Bellavista fue durante décadas el eje de la movida nocturna de Santiago. Hoy, entre cierres y reinvenciones, el barrio intenta recuperar algo de ese vibra. Siete Negronis es parte de esa apuesta. El bar que nació en estas mismas calles en 2016 vuelve a instalarse en el barrio, ahora en el segundo piso de las Terrazas San Cristóbal.
No es un bar cualquiera. Siete Negronis sigue siendo el único bar chileno en haber entrado al ranking de los World’s 50 Best Bars, un reconocimiento que obtuvo en varias ocasiones y que lo posicionó como referente de la coctelería local.
Detrás de esta reapertura están Matías Supán y Matías Peredo, dos de los socios originales de Siete Negronis. El nuevo local tiene un diseño elegante, con una barra baja que permite ver lo que ocurre detrás y que invita a sentarse por horas a explorar su carta de cócteles. En este ondero bar, suena música disco e ítalo disco, una agradable curaduría musical que marca el tono de un lugar que podrá recibir hasta a 200 personas en simultáneo cuando habiliten su segundo piso.
El nombre del bar viene de que siempre mantienen siete estilos de negroni en su carta, así que este es el cóctel ideal para tomarle el pulso a este bar.

La propuesta principal gira en torno al negroni, pero las variaciones son lo suficientemente diversas como para que cada visita sea distinta.
El que rápidamente se convirtió en su best seller es el Di Pistaccio ($8.900), clarificado y acompañado de un bombón de pistachos. Una versión más ligera, con marcadas notas a pistacho pero sin alejarse de lo que es un negroni.
Más en el perfil dulce y tostado encontramos el Xocolat ($8.900), una genial mezcla de tres de sus negronis: el Barrel, macerado con chips de barricas de carmenere tostadas, uno macerado con nibs de cacao y otro que estuvo en contacto con chips de madera tostada. Llega acompañado con una barrita de chocolate amargo.

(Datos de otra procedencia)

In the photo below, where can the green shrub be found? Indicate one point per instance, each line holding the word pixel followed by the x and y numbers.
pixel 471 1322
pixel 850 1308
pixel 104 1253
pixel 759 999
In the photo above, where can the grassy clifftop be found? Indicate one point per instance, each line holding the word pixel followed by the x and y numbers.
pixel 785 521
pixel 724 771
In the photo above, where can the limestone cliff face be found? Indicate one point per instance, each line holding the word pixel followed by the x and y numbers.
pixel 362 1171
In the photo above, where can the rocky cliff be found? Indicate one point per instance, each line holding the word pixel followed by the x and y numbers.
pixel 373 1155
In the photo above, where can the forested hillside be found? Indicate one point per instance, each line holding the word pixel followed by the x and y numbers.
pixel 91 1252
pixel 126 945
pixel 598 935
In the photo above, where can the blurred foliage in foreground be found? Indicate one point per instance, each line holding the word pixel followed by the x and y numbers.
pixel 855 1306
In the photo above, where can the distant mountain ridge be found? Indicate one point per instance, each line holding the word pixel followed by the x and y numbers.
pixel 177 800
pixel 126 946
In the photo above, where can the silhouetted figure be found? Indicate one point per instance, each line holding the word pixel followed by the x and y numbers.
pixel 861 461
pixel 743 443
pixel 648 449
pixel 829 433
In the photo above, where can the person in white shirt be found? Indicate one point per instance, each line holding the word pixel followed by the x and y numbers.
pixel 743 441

En esta misma línea tenemos al Mocacchioni ($8.900), que es el mismo Xocolat pero clarificado, lo que lo vuelve un poco más ligero y fácil de tomar. Con una decoración de chocolate amargo y chocolate blanco. La gracia de los Siete Negronis es que cada uno tiene un estilo único, pero todos mantienen el alma del cóctel original.
Uno de los clásicos que no puedes dejar de probar es el Classic Martini ($12.900) con Tanqueray Ten y el vermut Noilly Prat, combinación ganadora para este cóctel. Llega bien frío —como tiene que ser— servido en copa coupé y la mitad del contenido viene en una botella en un plato hondo con hielos para que se mantenga siempre a temperatura. Lo sirven con aceitunas chilenas, cebollín perla, alcaparrón y salicornias encurtidas en mezcal añejo para que uno mismo vaya jugando con los distintos perfiles.
Otro cóctel que sorprende por su tomabilidad es el Agua de San Pedro ($9.500), que aprovecha al máximo los ingredientes del norte de nuestro país. Tiene jugo de limón y pomelo rosado clarificados, hojas verdes, gotas de bitter de hierbas y especias, gin infusionado con rosa del año, jerez fino y ayrampo. Fresco, directo y fácil de entender en boca, de esos cócteles que uno puede tomarse sin problema tres seguidos.
Quienes prefieran algo que escapa de lo habitual, pueden optar por el Carcioffo e Capperi ($8.900), gin, jugo de pomelo, clarificado con amaro de alcachofas (Cynar) y clorofila de albahaca, servido con una hoja de alcachofa encurtida y un alcaparrón.
Su propuesta de comida incluye varias opciones «de bar» donde la mayoría son platos para compartir que acompañan bien su coctelería. Encontramos Tataki de Atún ($15.500), Tártaro de Salmón ($14.500) o unas clásicas Empanadas de Carne estilo argentino. También hay fondos más contundentes como el Asado de Tira ($15.500) o el Bife de Lomo ($17.500).
Siete Negronis vuelve a Bellavista con cócteles tan buenos como siempre, un ambiente cuidado y una carta que invita a probar más de uno. Un bar para quienes disfrutan de sentarse en la barra y dejarse sorprender.